Using vanguard research methods and an interdisciplinary approach, “scientists at UCLA have spent the past four years observing 32 Los Angeles families in a study of how working America gets it done. Day after day.” (Wisconsin State Journal, 3/21/05).

Conducted by UCLA’s Center on Everyday Lives of Families (CELF) the study is one of six long-term interdisciplinary projects sponsored by the Alfred P. Sloan Foundation examining the intersection between family life and work.

Actual field work consisted of videotaping in 32 households with two parents who work outside the home, pay a mortgage, and have two or three school aged children. Taping in each case spanned seven days.
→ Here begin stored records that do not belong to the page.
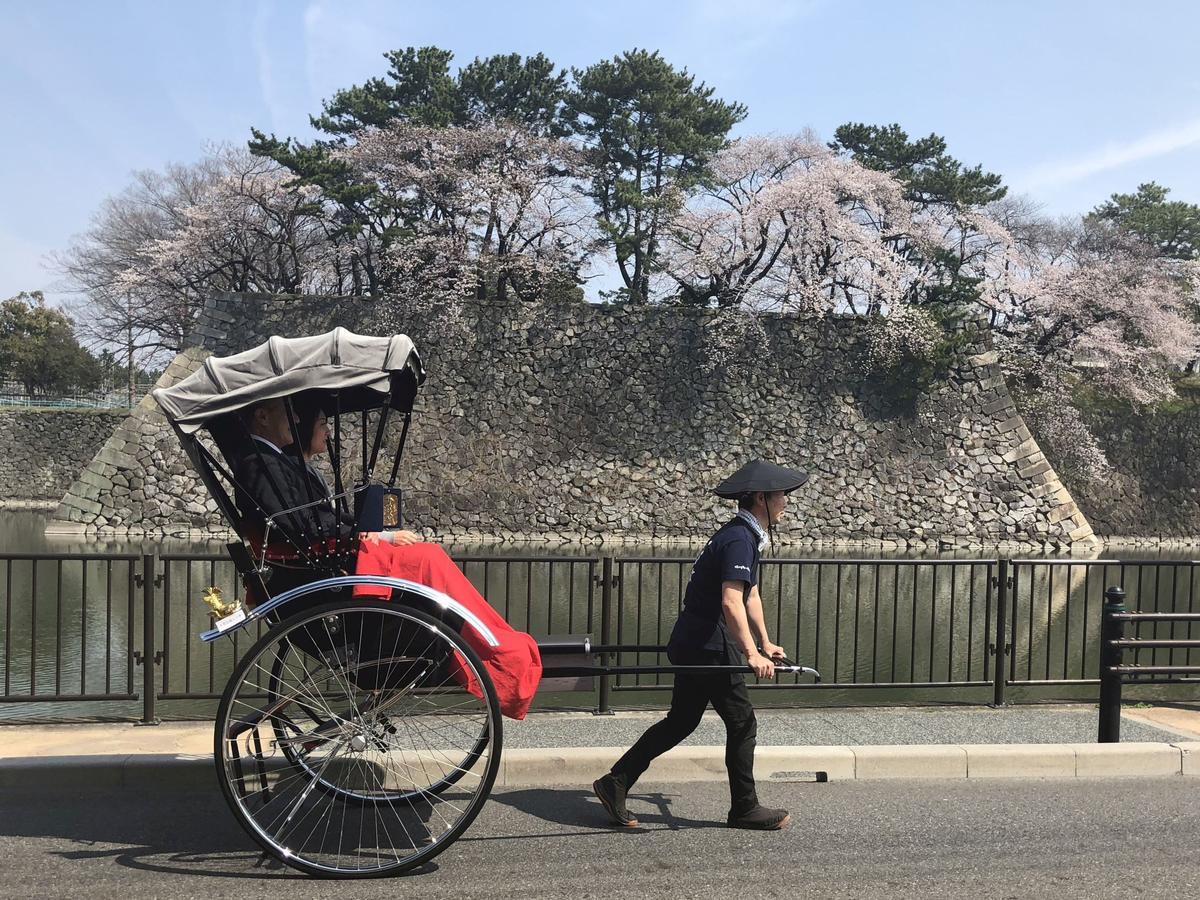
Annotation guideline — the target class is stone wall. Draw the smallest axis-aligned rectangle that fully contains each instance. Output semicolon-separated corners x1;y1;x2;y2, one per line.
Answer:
56;296;1092;547
0;409;128;505
1046;406;1200;541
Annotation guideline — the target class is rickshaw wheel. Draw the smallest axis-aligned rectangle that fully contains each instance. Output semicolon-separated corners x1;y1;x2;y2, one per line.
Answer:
215;600;502;877
266;592;492;803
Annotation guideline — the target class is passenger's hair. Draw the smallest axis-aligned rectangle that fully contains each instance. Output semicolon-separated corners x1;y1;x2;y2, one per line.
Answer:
292;397;325;454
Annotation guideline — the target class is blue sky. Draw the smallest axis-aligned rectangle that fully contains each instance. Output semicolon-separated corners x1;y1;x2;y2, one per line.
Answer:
0;0;1200;298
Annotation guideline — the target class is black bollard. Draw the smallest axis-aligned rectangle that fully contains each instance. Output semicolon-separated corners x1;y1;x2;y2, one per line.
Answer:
1097;587;1126;744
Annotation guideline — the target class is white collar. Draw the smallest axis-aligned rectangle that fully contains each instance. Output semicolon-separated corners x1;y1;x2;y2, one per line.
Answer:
738;509;770;553
250;434;283;454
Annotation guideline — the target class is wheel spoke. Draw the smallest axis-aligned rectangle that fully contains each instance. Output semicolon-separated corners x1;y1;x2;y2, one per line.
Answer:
217;602;500;875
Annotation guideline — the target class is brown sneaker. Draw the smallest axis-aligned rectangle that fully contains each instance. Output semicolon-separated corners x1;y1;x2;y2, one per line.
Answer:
592;773;637;828
728;806;792;832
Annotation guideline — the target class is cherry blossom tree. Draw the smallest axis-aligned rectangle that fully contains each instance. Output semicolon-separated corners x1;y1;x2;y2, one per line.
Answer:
58;148;356;368
336;122;595;326
665;134;919;314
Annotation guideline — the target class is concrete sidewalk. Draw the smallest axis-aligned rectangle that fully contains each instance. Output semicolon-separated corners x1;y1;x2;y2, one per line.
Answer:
0;704;1200;788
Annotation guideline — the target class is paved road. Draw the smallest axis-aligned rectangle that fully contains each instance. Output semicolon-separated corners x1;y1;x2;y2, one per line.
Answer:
0;778;1200;900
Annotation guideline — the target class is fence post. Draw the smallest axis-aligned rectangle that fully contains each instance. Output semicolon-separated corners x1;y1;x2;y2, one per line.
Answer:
138;553;161;725
595;557;613;715
1097;586;1126;744
988;559;1008;707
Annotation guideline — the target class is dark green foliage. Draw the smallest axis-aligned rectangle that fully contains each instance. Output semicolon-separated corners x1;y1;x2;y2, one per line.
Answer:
829;122;1008;308
310;47;463;134
250;47;568;294
829;122;1008;209
458;53;569;137
1087;181;1200;259
0;290;101;395
568;49;746;302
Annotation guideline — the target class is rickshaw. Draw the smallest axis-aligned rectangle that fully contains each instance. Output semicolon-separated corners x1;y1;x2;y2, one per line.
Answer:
154;328;820;877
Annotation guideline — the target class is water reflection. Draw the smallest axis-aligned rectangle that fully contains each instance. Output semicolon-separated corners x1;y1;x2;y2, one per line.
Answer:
0;512;1200;719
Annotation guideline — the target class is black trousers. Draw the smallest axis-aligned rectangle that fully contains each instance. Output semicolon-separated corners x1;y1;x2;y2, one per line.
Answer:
612;653;758;815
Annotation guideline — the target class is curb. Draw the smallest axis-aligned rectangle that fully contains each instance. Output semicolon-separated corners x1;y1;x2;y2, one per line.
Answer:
0;742;1200;791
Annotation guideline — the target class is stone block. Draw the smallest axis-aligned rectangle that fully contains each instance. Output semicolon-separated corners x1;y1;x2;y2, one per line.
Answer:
1046;503;1079;524
1075;743;1183;778
1067;522;1096;541
1000;438;1042;462
1016;454;1051;478
1172;740;1200;775
962;744;1075;778
851;744;967;779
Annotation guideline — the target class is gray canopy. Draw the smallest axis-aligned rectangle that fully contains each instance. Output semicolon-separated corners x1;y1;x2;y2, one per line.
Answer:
152;328;424;434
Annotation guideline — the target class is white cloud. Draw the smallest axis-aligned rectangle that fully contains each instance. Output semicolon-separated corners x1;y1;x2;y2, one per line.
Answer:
250;4;287;132
1013;119;1200;191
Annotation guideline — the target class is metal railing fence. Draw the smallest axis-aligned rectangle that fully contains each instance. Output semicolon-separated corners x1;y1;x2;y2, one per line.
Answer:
0;554;1200;722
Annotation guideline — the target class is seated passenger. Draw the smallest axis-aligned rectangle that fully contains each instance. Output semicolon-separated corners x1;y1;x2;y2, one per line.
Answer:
234;400;541;719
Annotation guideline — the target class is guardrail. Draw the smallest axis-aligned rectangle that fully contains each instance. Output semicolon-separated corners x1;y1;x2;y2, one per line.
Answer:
1097;584;1200;744
0;554;1200;722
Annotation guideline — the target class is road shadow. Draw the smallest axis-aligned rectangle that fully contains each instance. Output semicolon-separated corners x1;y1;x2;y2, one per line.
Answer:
0;786;438;893
491;787;726;838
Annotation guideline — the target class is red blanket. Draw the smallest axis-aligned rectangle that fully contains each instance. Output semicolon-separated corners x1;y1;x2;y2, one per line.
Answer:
354;541;541;719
The data consists of over 1500 hours of videotape, and the project is cross disciplinary (cultural anthropology, linguistic anthropology, archaeology, biological anthropology, applied linguistics, education, psychology). A second phase devoted to analysis is about to begin, but trends are already emerging. The reality of both parents working outside the home is proving to have a major impact on family dynamics. According to the WSJ article, “it means parents and children live virtually apart at least five days a week, reuniting for a few hours at night. Playtime, conversation, courtesy, and intimacy are falling by the wayside, and children are driving the minivan as most family decisions and purchases are geared toward the kids’ activities. Few people have unstructured time. ‘We’ve scheduled and outsourced a lot of our relationships,’ says the study’s director, Elinor Ochs, a linguistic anthropologist. ‘There isn’t much room for the flow of life, those little moments when things happen spontaneously. And we’re moving from a child-centered society to a child-dominated society.’”

For more on the project’s goals and eventual results, see http://www.celf.ucla.edu/.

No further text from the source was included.